My mind is clearer and quieter than ever. I seem to only battle with the thoughts and some headaches/head pressure (I have sinus issues which makes it worse) if I’m out shopping or if I pushed myself too hard. The thoughts cause a tiny bit of a reaction still (a tummy flutter or warm feeling).
I’m hoping that with continued practice and healing that I will be 100% very soon. It’s been a LONG hard road for me, but I never gave up hope and I always knew in my heart that nothing was ever wrong with me to begin with.
My biggest drive in all of this has been my son, I needed to get better quickly for him. I didn’t want to become someone who was afraid to take him to the park or afraid to take him places and experience life with him.
Even on my absolute worst days, I still got up, I still did the absolute best job I could as his mother.

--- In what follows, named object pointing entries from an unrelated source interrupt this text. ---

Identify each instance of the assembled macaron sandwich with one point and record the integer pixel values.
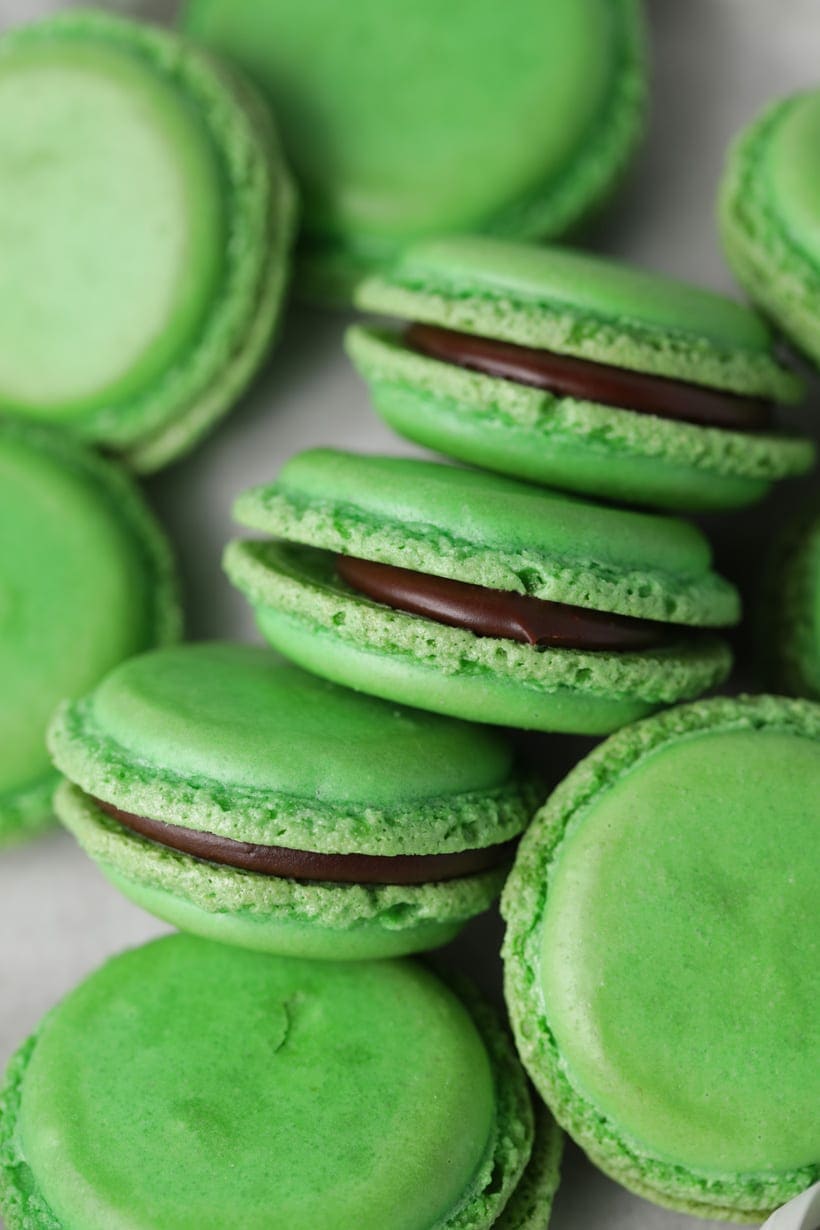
(579, 373)
(86, 579)
(471, 594)
(662, 962)
(145, 226)
(237, 797)
(187, 1085)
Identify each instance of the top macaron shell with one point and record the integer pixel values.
(151, 217)
(579, 305)
(514, 121)
(660, 955)
(486, 530)
(86, 579)
(770, 215)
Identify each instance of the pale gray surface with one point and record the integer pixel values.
(716, 63)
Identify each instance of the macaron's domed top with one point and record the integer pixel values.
(493, 531)
(86, 579)
(584, 305)
(665, 905)
(234, 739)
(512, 118)
(248, 1087)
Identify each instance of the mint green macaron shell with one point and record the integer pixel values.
(513, 122)
(571, 301)
(130, 161)
(770, 219)
(562, 442)
(660, 971)
(306, 614)
(250, 1089)
(86, 579)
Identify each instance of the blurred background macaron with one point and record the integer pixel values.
(662, 964)
(580, 373)
(471, 594)
(145, 222)
(235, 796)
(770, 215)
(86, 579)
(515, 118)
(188, 1084)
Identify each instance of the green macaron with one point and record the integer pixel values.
(475, 595)
(662, 964)
(86, 579)
(187, 1084)
(237, 797)
(515, 119)
(770, 215)
(574, 372)
(789, 615)
(145, 220)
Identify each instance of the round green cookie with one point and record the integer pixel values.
(594, 310)
(497, 534)
(187, 1084)
(86, 579)
(662, 963)
(770, 215)
(789, 620)
(514, 119)
(232, 743)
(145, 220)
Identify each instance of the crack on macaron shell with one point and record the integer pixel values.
(245, 145)
(523, 905)
(445, 407)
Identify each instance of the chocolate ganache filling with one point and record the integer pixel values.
(339, 868)
(498, 613)
(588, 380)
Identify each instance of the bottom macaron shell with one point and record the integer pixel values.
(306, 614)
(189, 1052)
(567, 443)
(268, 913)
(658, 960)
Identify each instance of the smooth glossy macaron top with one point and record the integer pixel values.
(145, 218)
(257, 1092)
(86, 579)
(496, 533)
(770, 217)
(660, 956)
(513, 121)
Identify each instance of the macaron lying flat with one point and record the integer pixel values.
(187, 1084)
(514, 119)
(145, 220)
(574, 372)
(789, 622)
(86, 579)
(237, 797)
(770, 215)
(471, 594)
(662, 963)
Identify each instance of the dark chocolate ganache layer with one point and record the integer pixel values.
(341, 868)
(587, 380)
(498, 613)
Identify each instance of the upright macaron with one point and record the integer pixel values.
(86, 579)
(662, 963)
(471, 594)
(145, 222)
(579, 373)
(770, 215)
(240, 798)
(514, 119)
(187, 1084)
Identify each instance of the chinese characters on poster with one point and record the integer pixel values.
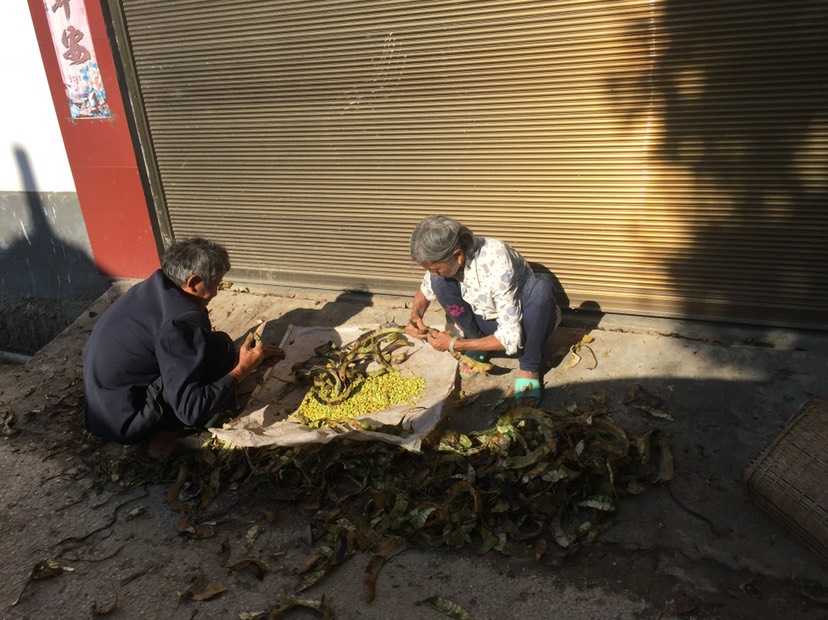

Most of those high anxiety days are a blur to me and I don’t even know how I made it through them, but I did. I know now that I am just simply sensitized, and my nerves are weak from a period of high stress in my life. I can honestly say that I am thankful and happy that I went through this period of anxiety.
I finished my degree and have my BA Degree in Psychology and plan to one day utilize that degree. With my understanding and first-hand experience with anxiety I can then in turn help others. I do 100% with all my heart believe that things do happen for a reason.